The fact is the more poor and more stressed out a person is, the more likely they are to use these products. It is our capitalist society that creates this kind of stress on people—thus it is a social problem. Blaming individuals and holding them solely responsible is wrong. Folks being ostracized and shamed is wrong. The taxes on these products are called “sin taxes.” They are punishing people who use products our society has deemed “bad.” Even if the products are bad, shouldn’t the choice to use them be left to the individual? Whatever happened to personal freedom to choose, self-determination, or autonomy, the greatest claims of capitalism? In addition, raising the price of something addictive does not stop people from buying it. It forces people to spend more to keep from going into withdrawal and just takes away money from other things they need. So in effect it is a punishment. Taxes like these are regressive, not progressive.

In Canada temperatures can plunge to -50 Fahrenheit and beyond in the Winter. People are legislated to smoke at least 25 meters away from public entrances and they have just passed legislation preventing smoking on public patios, many of which were created to accommodate smokers who lost their smoking section. Now the space for smokers on patios has been eliminated too. There are starting to be no spaces left for us. We fund safe injection sites for opiate addicts, shouldn’t we be able to provide safe, ventilated smoking areas, so nobody is getting second-hand smoke, yet people can still smoke without freezing? We can see a need. How can we meet it with the whole colony in mind?

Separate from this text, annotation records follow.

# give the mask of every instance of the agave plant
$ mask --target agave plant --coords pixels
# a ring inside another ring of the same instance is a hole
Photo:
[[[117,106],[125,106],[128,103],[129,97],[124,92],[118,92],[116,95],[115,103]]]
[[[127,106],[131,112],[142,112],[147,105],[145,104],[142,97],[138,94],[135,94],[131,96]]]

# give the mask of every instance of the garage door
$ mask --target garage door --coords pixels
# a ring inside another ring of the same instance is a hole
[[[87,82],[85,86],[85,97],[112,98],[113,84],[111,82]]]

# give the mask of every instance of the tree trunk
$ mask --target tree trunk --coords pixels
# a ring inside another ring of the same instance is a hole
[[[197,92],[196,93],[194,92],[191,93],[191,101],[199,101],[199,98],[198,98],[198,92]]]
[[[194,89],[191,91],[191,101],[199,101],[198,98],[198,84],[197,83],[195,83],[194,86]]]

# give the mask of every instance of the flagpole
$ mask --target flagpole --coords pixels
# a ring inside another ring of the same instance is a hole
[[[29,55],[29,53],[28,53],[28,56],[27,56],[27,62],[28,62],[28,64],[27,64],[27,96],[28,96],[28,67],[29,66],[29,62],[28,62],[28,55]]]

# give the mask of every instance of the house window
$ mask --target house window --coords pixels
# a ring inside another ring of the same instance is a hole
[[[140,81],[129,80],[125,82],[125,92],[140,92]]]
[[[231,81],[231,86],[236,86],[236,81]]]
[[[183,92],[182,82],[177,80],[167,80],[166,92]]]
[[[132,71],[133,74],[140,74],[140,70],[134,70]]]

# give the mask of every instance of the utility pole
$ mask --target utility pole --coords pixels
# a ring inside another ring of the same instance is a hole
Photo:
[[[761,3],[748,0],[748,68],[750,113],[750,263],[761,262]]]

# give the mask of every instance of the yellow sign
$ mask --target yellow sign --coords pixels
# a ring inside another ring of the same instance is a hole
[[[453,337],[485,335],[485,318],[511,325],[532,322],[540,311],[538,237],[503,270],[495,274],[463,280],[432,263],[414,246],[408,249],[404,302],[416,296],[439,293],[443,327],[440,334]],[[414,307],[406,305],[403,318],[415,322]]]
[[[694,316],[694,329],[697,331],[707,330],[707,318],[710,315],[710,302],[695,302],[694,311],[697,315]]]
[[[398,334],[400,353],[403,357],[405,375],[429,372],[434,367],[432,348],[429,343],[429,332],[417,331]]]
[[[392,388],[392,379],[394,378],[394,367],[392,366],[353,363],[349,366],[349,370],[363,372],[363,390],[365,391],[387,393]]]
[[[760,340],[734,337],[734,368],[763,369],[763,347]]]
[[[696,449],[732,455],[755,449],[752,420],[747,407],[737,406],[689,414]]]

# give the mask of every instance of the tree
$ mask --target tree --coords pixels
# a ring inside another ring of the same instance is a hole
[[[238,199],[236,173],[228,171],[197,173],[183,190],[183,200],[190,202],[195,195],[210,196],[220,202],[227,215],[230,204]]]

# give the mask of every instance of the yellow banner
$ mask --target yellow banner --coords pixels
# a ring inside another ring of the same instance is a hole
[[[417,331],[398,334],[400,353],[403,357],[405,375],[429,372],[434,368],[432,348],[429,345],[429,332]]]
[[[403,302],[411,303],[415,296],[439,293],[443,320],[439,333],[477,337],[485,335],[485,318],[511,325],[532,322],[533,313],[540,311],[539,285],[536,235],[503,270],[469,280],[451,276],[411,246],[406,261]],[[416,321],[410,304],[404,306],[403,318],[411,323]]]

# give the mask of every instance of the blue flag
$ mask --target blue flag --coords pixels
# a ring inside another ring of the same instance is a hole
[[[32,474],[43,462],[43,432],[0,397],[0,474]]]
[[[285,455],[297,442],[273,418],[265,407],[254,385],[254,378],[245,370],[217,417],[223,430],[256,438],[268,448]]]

We should continue to invest in prevention and education so that people do not start using these substances. But in the end, a socialist society would go a long way into curbing the need for these kinds of coping methods all together. Shouldn’t we work towards building a society that reduces stress on everyone instead of punishing the victim? I think so. We need to take a lesson from the ants, and organize society so it makes sense for everyone and not just the rich few.